The Board recognizes that diversity is important to ensuring that the Board as a whole possesses the qualities, attributes, experience and skills to effectively oversee the strategic direction and management of the Company. It recognizes and embraces the benefits of having a diverse Board, and has identified diversity within the Board as an essential element in attracting high calibre directors and maintaining a high functioning Board. It considers diversity to include different genders, ages, cultural backgrounds, race/ethnicity, geographic areas and other characteristics of its stakeholders and the communities in which the Company is present and conducts its business.
The Board has not set any fixed percentages for any specific selection criteria as it believes all factors should be considered when assessing and determining the merits of an individual director and the composition of a high functioning Board. The proportion of women is currently 33% (4 of 12).
Agnico Eagle - Letter to Shareholders (2023 Meeting)
Board of Directors Mandate
Board Committees
All of the Board committees are composed entirely of outside directors who are unrelated to and independent from Agnico Eagle.
Audit Committee
The Audit Committee assists the Board in its oversight responsibilities regarding the integrity of Agnico Eagle's financial statements, compliance with legal and regulatory requirements, external auditor qualifications and the independence and performance of our internal and external audit functions.
Corporate Governance Committee
The Corporate Governance Committee advises and makes recommendations to the Board on corporate governance matters, the effectiveness of the Board and its committees, the contributions of individual directors and the identification and selection of director nominees.
Compensation Committee
The Compensation Committee advises and makes recommendations to the Board on Agnico Eagle's strategy, policies and programs for compensating and developing senior management and officers and for compensating directors.
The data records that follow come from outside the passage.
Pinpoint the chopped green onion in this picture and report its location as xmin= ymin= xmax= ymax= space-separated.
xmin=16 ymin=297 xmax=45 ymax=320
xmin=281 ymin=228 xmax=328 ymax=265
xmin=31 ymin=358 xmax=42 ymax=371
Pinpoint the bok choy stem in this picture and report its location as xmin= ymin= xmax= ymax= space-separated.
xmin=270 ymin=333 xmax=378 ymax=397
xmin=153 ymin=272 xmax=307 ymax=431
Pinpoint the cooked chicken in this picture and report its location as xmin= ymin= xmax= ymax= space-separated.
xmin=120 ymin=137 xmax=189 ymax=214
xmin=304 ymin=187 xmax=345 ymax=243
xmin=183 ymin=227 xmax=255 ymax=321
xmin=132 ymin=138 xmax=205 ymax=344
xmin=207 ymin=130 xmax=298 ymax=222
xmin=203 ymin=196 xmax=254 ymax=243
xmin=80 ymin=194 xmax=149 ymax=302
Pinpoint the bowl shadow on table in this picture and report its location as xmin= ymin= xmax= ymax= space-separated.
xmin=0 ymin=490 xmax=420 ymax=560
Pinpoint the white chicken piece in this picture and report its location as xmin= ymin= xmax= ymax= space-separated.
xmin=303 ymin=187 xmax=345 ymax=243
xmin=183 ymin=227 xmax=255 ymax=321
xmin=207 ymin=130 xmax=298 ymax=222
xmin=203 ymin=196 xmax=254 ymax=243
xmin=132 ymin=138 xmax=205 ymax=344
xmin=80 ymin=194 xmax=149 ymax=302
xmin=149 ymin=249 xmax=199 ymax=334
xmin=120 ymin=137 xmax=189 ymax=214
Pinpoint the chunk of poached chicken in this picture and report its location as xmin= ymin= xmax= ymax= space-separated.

Health, Safety, Environment and Sustainable Development Committee
The HSESD Committee advises and makes recommendations to the Board in accordance with the Corporation's Sustainable Development Policy in its oversight role with respect to the Corporation's health and safety, environmental and corporate social responsibility strategy, policies, programs and performance.
Ethical Business Conduct
Agnico Eagle has adopted a Code of Business Conduct and Ethics that provides a framework for directors, officers and employees on the conduct and ethical decision-making integral to their work. We have also adopted a Code of Business Ethics for consultants and contractors and a Supplier Code of Conduct. The Audit Committee is responsible for monitoring compliance with these Codes. In conjunction with the Codes, we have established a toll-free compliance hotline to allow for anonymous reporting of any suspected violations, including concerns regarding accounting, internal accounting controls or other auditing matters.
Indigenous Peoples Engagement Policy
Agnico Eagle supports the United Nations Declaration on the Rights of Indigenous Peoples. The Company has implemented an Indigenous Peoples Engagement Policy as a statement of our commitment to engage with Indigenous Peoples throughout the life-cycle of our projects around the world.